Per superare l’attuale enorme crisi economica che ha investito l’Europa, a seguito dell’attuale guerra della Nato contro la Russia, il governo italiano, con atteggiamento pietistico, si è rivolto ai padroni del denaro della Banca Centrale Europea, presso Bruxelles, (una vera e propria società per azioni per lo sfruttamento delle risorse europee), per un prestito. La Bce ha subito risposto stanziando un prestito capestro di circa 200 miliardi di euro dal nome altisonante Piano Nazionale di Ripresa e Resilienza (Pnrr), condizionato subdolamente da numerosi vincoli e divieti per quanto riguarda le quote destinate alla scuola e sanità pubbliche, per il salario minimo e l’ambiente, per la lotta alla povertà e per il reddito di cittadinanza, in definitiva, per nessuna riforma sociale; mentre un invito-ordine è mandato dalla Bce al governo italiano per quanto riguarda le quote, pari al 2% del nostro Pil, per le armi destinate ai nazifascisti ucraini, e mano libera al governo per le grandi opere, i grandi ponti, per i treni superveloci, per i contratti di appalti e di subappalti fraudolenti e corrotti. In definitiva si tratta dello svaligiamento delle ricchezze dello stato tramite i grandi prestiti, che si ripete, in piccolo, nei lavori pubblici. Tutto ciò è già accaduto, qualche anno fa, in Grecia. Naturalmente per Marx «il debito pubblico poggia sulla fiducia che lo stato si lasci sfruttare dagli strozzini della finanza».
Il debito del governo degli Stati Uniti di 24 mila miliardi di dollari (che rende felici i magnati del complesso militare-industriale americano e che, di conseguenza, rende felice il governo di Washington), in gran parte è dovuto alle enormi spese militari che, solo per il periodo 2021-’22, ammontano a circa 8.000 miliardi di dollari, necessari per il dominio sul mondo. Ne consegue il desiderio irrinunciabile di una nuova guerra fredda, di dividere l’Europa, di attaccare e distruggere il concetto stesso di socialismo e i regimi socialisti, di distruggere i partiti socialisti, ovunque essi siano, di sostenere i regimi reazionari e neonazisti, al soldo di Washington.
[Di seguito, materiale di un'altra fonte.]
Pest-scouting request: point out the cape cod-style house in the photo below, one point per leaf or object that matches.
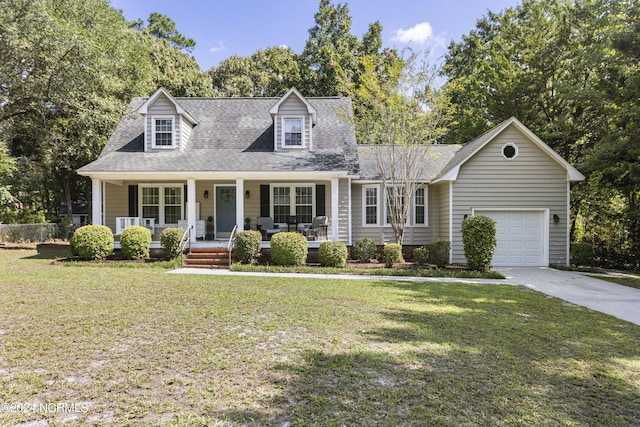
(281, 163)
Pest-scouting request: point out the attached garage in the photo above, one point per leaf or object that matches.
(522, 237)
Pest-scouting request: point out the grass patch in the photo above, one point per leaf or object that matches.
(415, 272)
(632, 282)
(140, 347)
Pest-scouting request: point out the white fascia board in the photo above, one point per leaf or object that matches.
(222, 175)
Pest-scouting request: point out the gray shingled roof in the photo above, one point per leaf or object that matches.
(435, 156)
(233, 134)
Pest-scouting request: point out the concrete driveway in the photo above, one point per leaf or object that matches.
(620, 301)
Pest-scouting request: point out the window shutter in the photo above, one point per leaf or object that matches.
(264, 201)
(133, 200)
(320, 200)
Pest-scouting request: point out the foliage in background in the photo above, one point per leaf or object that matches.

Una eventuale riduzione del debito dello Stato americano (che comporterebbe, non solo una riduzione dei profitti della lobby delle armi, ma una rinuncia alla politica di guerra che, sistematicamente, continua a spaventare il popolo americano con una narrazione fiabesca della realtà storica) è una speranza – come dice lo storico Luciano Canfora, citando Tucidide, – che porta alla rovina.